A New Pew Report on Installment Loans

Oct 18, 2018News, Online Lending

Pew Charitable Trusts, an organization founded on religious conviction and oil profits, has published a new report on installment loans, making the argument that state laws are putting the borrowers of these loans at risk.

Pew researchers reviewed state regulatory data, publicly available disclosures, and existing research while conducting four focus groups with users of installment loans and analyzing 296 loan contracts from 14 large installment lenders.

The report finds that there about 14,000 installment lender stores in 44 states that serve 10 million customers each year. Loan amounts range from $100 to $10,000 and are repaid usually in four to 60 monthly installments.

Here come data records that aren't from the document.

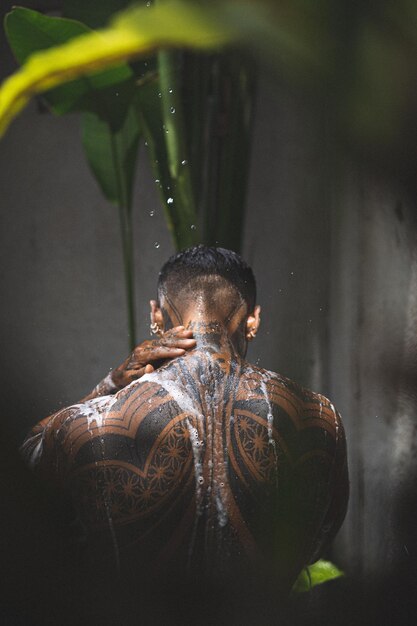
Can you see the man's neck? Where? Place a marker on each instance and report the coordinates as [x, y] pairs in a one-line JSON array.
[[213, 334]]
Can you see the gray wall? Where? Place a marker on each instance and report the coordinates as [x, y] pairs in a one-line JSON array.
[[335, 255]]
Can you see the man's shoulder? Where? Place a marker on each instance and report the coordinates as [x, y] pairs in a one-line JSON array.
[[300, 401]]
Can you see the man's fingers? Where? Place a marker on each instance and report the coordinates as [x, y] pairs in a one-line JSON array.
[[164, 352], [176, 342], [179, 331]]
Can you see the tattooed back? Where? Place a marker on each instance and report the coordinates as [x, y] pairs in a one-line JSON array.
[[209, 465]]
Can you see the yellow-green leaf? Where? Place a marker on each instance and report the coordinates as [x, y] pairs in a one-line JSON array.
[[315, 574], [135, 32]]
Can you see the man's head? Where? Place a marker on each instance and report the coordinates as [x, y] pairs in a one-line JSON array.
[[207, 284]]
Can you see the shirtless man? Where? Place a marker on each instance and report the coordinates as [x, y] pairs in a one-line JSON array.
[[202, 463]]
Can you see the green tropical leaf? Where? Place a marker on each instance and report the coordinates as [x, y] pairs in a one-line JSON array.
[[112, 155], [135, 32], [29, 32], [316, 574], [179, 208]]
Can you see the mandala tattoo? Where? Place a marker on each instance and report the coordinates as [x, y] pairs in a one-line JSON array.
[[207, 459]]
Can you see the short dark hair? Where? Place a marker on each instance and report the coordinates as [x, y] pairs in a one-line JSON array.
[[188, 267]]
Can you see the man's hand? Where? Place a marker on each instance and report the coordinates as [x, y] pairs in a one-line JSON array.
[[151, 354]]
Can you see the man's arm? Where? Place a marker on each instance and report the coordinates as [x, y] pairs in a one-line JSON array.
[[145, 358]]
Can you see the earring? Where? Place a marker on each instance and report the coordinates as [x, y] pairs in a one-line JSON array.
[[155, 330]]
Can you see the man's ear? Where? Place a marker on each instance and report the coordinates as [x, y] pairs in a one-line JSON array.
[[252, 322], [156, 315]]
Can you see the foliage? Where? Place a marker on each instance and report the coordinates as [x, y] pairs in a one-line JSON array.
[[316, 574], [175, 101]]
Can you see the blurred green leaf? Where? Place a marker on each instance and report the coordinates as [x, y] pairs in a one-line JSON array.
[[135, 32], [29, 31], [178, 215], [94, 14], [316, 574], [112, 155]]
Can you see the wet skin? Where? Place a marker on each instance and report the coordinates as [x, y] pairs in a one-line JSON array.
[[206, 464]]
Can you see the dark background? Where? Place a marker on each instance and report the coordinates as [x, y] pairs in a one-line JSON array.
[[333, 247]]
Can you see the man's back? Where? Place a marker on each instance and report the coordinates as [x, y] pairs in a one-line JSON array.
[[206, 465]]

Overall, the report shed a positive light on the industry. It found that installment loans tend to be affordable (as defined by loans that cost the borrower 5 percent of their monthly income) and far less costly than payday or auto title loans. The report also argued that “installment lending can enable both lenders and borrowers to benefit,” something that was already obvious to the millions of borrowers who use installment loans every year.

The author of the report also advocates for four changes to state laws that they argue would improve installment lending:

  1. Spread costs evenly over the life of the loan;
  2. Require that credit insurance function like other standard insurance policies;
  3. Require that the sale of ancillary products be a separate transaction from the issuance of credit; and
  4. Continue to set maximum allowable charges.

The report also acknowledges that loans with high APR are often a result of the loan’s short duration (“APRs are annualized, so they tend to be higher for loans with shorter terms”) and the fact that a lender’s operating costs – which ends up in the cost of the loan – are fairly constant, regardless of loan size (“lenders’ operating costs…are higher on a per-dollar loaned basis for small loans than for large ones”). Thus, short-term loans will naturally have higher APRs than long-term loans.